There is no evidence Agent Howley made any threats or promises sufficient to overbear Laurita's will and critically impair his capacity for self-determination. Further, there is no evidence Agent Howley's questions regarding Laurita's former girlfriend's children were an implied threat as Laurita contends. Agent Howley's questions were motivated by his concern for the children. See TR. 14-15; 19-20. The interview was only fifteen to twenty minutes long. See United States v. Muhlenbruch, 634 F.3d 987, 998 (8th Cir. 2011) (noting the significance of the fact that the defendant was interviewed at a police station for a "mere twenty-two minutes" in finding the defendant's confession was voluntary). Agent Howley spoke to Laurita in a conversational tone and did not raise his voice. Laurita is educated and has had prior experience in an interview setting with law enforcement. Additionally, Laurita testified he agreed with Agent Howley's description of the interview and did not state he felt threatened or coerced to make any statements. Accordingly, the totality of the circumstances indicate Laurita's statements were voluntary.
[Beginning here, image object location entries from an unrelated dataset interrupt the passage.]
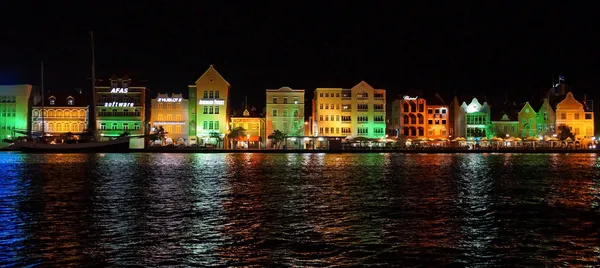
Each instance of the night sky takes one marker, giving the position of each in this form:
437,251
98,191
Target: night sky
482,50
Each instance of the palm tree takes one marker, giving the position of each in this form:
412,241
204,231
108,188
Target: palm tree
277,137
236,133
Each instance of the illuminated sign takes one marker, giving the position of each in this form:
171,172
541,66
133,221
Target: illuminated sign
169,123
211,102
169,99
118,104
119,90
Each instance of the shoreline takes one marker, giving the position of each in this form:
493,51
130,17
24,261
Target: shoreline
354,151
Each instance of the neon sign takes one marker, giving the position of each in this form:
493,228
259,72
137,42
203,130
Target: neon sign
169,99
118,104
169,123
211,102
119,90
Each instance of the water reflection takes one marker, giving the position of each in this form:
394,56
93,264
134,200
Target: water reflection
299,209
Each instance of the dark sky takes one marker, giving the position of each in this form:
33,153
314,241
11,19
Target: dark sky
486,50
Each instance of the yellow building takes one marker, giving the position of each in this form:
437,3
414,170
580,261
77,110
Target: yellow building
61,114
570,112
208,108
255,126
355,112
285,111
171,112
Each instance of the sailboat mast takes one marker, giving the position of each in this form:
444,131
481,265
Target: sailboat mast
92,112
43,100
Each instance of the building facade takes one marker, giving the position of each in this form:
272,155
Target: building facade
527,122
355,112
410,116
285,111
571,113
61,114
14,111
438,125
121,108
171,113
208,108
477,119
546,119
255,126
505,127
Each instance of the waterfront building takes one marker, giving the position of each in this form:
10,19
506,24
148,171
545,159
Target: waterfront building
571,113
62,113
285,111
255,125
546,119
355,112
208,108
15,101
171,112
121,108
505,127
411,114
456,119
437,118
527,121
477,119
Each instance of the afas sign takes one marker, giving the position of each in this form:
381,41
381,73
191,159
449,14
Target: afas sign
119,90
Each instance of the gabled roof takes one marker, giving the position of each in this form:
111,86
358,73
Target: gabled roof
212,68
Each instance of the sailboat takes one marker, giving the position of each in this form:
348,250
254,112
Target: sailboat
83,146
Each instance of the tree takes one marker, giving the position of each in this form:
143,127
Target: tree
159,133
564,132
236,133
217,136
277,137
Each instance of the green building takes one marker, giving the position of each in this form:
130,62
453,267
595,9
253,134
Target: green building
15,102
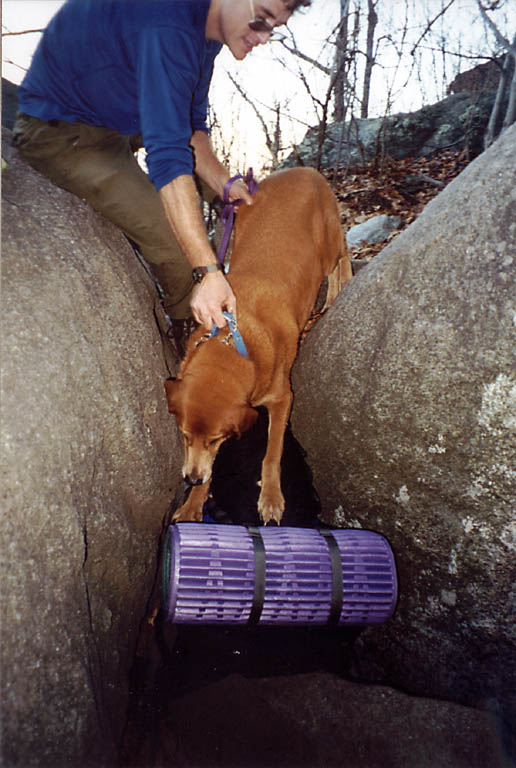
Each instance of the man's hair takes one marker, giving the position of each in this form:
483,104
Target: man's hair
293,5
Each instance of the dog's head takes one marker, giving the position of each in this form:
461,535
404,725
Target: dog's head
205,421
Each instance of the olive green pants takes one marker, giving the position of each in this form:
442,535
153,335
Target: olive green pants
99,166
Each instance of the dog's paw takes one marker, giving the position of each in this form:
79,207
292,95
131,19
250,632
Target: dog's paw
271,506
187,513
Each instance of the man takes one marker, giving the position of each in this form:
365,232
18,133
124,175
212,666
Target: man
108,70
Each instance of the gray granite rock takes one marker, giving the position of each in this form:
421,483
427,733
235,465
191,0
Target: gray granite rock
405,400
459,121
89,462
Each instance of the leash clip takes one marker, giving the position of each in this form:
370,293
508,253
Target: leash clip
228,212
235,333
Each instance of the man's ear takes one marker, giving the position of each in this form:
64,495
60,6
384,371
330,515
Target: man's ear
172,391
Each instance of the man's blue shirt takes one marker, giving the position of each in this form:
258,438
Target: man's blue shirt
130,65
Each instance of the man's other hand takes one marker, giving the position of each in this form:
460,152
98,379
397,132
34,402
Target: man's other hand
210,298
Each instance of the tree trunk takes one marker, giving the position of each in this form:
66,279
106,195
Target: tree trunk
494,117
372,20
340,55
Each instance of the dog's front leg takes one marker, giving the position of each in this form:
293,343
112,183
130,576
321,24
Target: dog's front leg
271,503
191,510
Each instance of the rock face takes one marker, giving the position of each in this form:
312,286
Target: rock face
317,720
405,401
90,456
459,120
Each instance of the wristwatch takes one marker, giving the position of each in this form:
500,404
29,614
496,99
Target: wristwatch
199,272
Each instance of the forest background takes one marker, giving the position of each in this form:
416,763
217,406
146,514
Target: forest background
340,60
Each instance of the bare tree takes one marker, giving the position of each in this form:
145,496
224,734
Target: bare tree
509,63
372,21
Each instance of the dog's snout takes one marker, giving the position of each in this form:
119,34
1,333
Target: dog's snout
194,480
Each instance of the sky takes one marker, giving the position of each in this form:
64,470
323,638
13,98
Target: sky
267,81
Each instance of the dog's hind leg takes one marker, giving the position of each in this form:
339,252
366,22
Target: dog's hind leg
191,510
271,503
341,275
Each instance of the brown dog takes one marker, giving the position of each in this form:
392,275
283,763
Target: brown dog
284,244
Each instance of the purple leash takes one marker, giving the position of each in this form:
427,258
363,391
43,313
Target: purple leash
228,212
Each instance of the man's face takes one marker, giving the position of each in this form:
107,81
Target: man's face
234,19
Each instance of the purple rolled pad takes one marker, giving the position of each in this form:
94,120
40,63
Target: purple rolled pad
209,576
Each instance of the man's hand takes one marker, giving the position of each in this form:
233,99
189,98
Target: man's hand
212,295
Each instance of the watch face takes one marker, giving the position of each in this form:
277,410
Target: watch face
198,274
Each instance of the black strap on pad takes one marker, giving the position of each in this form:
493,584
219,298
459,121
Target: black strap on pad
337,588
259,575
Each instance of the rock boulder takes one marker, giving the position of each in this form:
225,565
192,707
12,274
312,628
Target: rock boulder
90,458
405,401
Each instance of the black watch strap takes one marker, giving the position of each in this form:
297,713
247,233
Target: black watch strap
199,272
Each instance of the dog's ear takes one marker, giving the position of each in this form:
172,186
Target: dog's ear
171,389
247,418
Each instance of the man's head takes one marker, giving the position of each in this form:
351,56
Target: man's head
244,24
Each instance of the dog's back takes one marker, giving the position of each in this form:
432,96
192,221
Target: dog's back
285,243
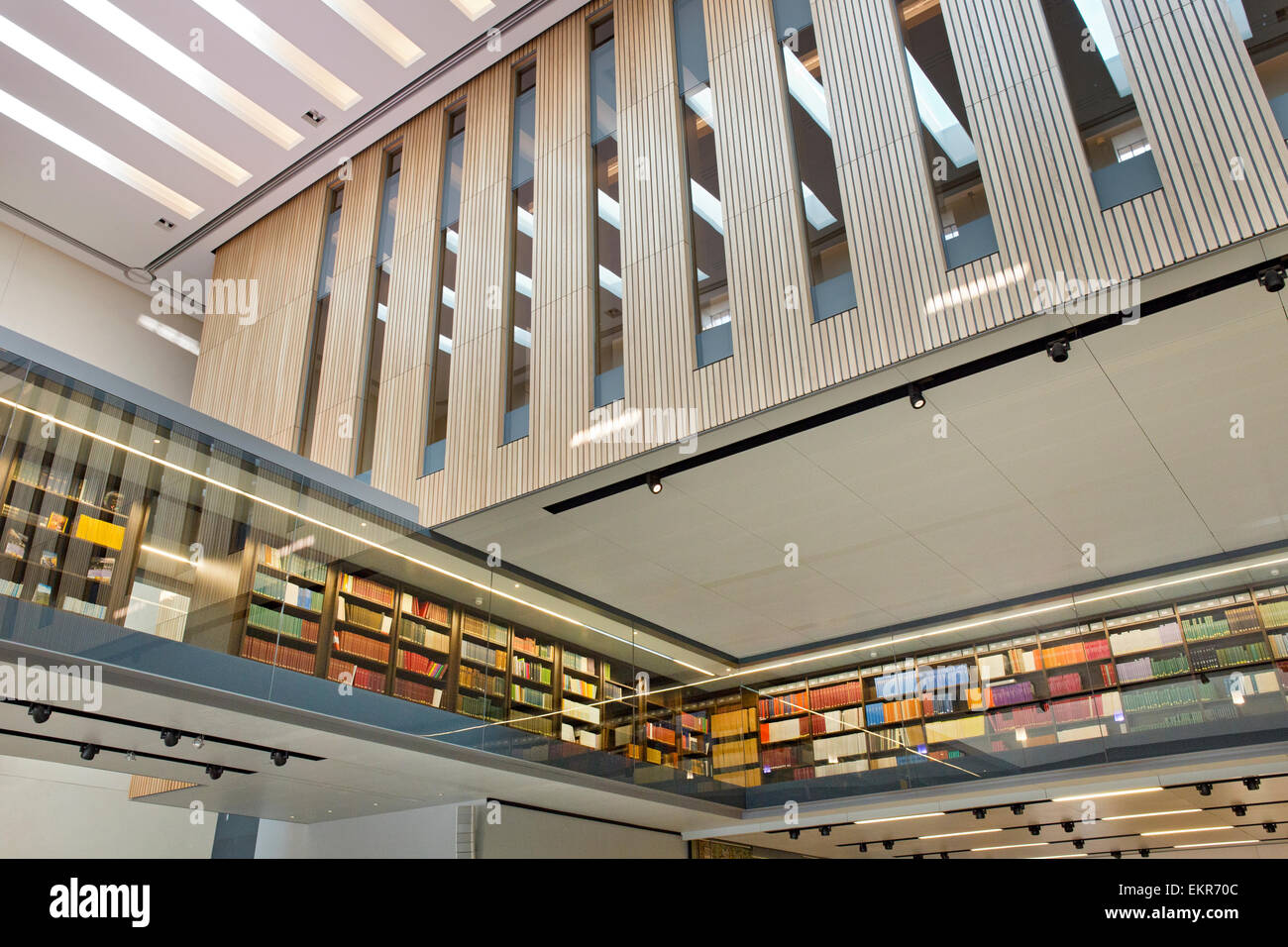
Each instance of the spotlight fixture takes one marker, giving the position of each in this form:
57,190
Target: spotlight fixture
1273,278
1057,351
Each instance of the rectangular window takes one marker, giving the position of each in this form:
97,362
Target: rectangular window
965,221
326,272
441,339
523,230
378,316
832,282
609,380
1104,108
706,217
1262,25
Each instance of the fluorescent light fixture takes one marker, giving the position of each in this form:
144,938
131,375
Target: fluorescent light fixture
1150,814
125,106
364,18
281,51
999,848
475,8
939,119
1103,35
185,68
1107,795
897,818
103,159
957,835
1185,831
168,333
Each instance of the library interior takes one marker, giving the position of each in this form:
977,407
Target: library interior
798,429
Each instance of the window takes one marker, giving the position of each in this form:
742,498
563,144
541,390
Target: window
523,230
609,381
1119,150
832,282
441,338
1262,25
706,218
326,272
370,401
961,204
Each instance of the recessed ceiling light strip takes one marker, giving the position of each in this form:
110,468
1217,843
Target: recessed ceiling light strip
281,51
364,18
125,106
103,159
188,69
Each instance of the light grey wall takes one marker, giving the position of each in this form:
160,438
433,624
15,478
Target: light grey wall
62,810
54,299
429,832
531,834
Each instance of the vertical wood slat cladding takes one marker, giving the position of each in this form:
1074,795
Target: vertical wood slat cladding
1194,85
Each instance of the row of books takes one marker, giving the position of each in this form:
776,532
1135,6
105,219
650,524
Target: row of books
1145,668
425,637
368,589
426,609
1145,638
415,661
275,620
361,646
273,654
529,671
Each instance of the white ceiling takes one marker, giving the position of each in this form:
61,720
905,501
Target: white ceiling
1126,446
116,221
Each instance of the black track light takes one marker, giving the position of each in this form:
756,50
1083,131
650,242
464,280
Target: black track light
1057,351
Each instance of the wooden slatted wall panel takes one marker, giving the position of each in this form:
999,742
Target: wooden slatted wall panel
1194,85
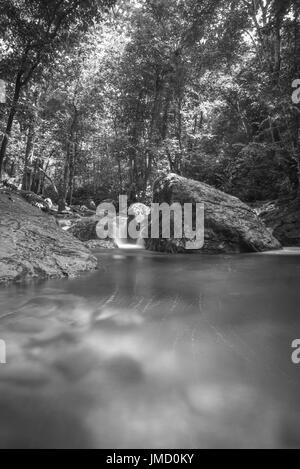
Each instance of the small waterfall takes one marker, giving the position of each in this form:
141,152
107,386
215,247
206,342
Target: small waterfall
126,243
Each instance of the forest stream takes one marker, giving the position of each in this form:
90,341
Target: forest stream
156,351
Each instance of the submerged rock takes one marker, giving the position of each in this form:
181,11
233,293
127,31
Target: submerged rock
230,225
33,246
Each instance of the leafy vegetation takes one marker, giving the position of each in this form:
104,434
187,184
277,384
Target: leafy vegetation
104,96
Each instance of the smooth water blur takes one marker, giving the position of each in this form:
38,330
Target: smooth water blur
154,351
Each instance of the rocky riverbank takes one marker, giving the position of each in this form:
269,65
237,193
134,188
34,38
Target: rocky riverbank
231,226
34,246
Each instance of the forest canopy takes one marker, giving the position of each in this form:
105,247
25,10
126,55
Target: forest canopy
104,96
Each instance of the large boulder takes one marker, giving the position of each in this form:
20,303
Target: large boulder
33,246
230,225
85,229
283,218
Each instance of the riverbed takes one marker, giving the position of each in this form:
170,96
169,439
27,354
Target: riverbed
154,351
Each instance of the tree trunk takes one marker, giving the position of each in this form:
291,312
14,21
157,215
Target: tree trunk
10,120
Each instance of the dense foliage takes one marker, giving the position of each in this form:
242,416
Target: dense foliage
104,96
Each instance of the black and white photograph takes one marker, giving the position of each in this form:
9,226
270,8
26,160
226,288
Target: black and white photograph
149,227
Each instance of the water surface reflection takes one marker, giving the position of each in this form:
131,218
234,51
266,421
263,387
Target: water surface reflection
154,351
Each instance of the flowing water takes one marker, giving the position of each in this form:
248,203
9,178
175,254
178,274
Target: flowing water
154,351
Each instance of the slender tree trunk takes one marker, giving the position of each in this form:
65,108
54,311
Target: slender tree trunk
28,152
10,120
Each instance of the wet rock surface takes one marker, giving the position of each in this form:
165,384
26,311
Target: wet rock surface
33,246
283,218
230,225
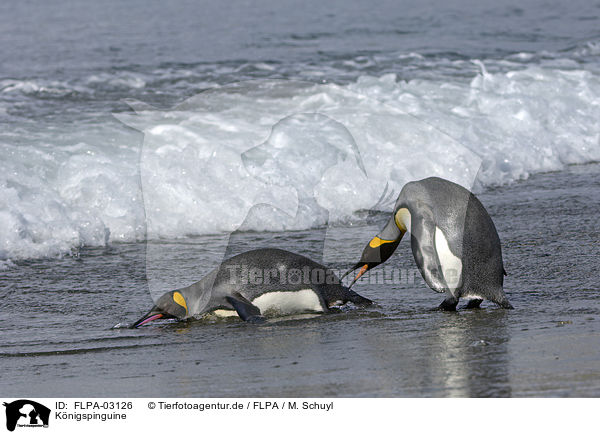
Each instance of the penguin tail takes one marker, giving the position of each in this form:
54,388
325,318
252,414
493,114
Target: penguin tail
358,300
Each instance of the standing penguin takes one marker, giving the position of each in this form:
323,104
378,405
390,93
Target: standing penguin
453,239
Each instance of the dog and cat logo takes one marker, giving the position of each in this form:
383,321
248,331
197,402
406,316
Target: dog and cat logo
26,413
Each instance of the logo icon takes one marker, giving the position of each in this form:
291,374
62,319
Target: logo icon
26,413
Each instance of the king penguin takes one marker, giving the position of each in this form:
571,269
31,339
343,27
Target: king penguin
453,239
254,283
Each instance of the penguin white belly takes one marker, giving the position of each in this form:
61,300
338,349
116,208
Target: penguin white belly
288,302
451,264
224,313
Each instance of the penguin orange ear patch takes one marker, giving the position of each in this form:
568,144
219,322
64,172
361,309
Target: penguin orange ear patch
178,298
376,242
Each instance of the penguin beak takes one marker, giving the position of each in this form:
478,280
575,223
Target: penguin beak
375,253
153,314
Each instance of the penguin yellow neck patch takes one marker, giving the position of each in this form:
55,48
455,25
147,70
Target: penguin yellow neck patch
178,298
402,219
376,242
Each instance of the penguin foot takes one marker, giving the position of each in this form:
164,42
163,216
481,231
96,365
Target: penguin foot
256,319
473,303
448,304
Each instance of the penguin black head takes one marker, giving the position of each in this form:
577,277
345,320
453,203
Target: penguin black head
376,252
170,305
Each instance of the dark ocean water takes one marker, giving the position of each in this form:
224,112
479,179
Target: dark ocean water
503,96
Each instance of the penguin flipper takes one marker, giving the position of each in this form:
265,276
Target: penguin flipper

Upon consideration,
IT IS RECOMMENDED TO SENIOR DISTRICT JUDGE JOSEPH F. BATAILLON that Laurita's Motion to Suppress Statement (Filing No. 193) be denied.
ADMONITION
Pursuant to NECrimR 59.2 any objection to this Findings and Recommendation shall be filed with the Clerk of the Court within fourteen (14) days after being served with a copy of this Findings and Recommendation. Failure to timely object may constitute a waiver of any such objection. The brief in support of any objection shall be filed at the time of filing such objection. Failure to file a brief in support of any objection may be deemed an abandonment of the objection.
Dated this 15th day of October, 2014.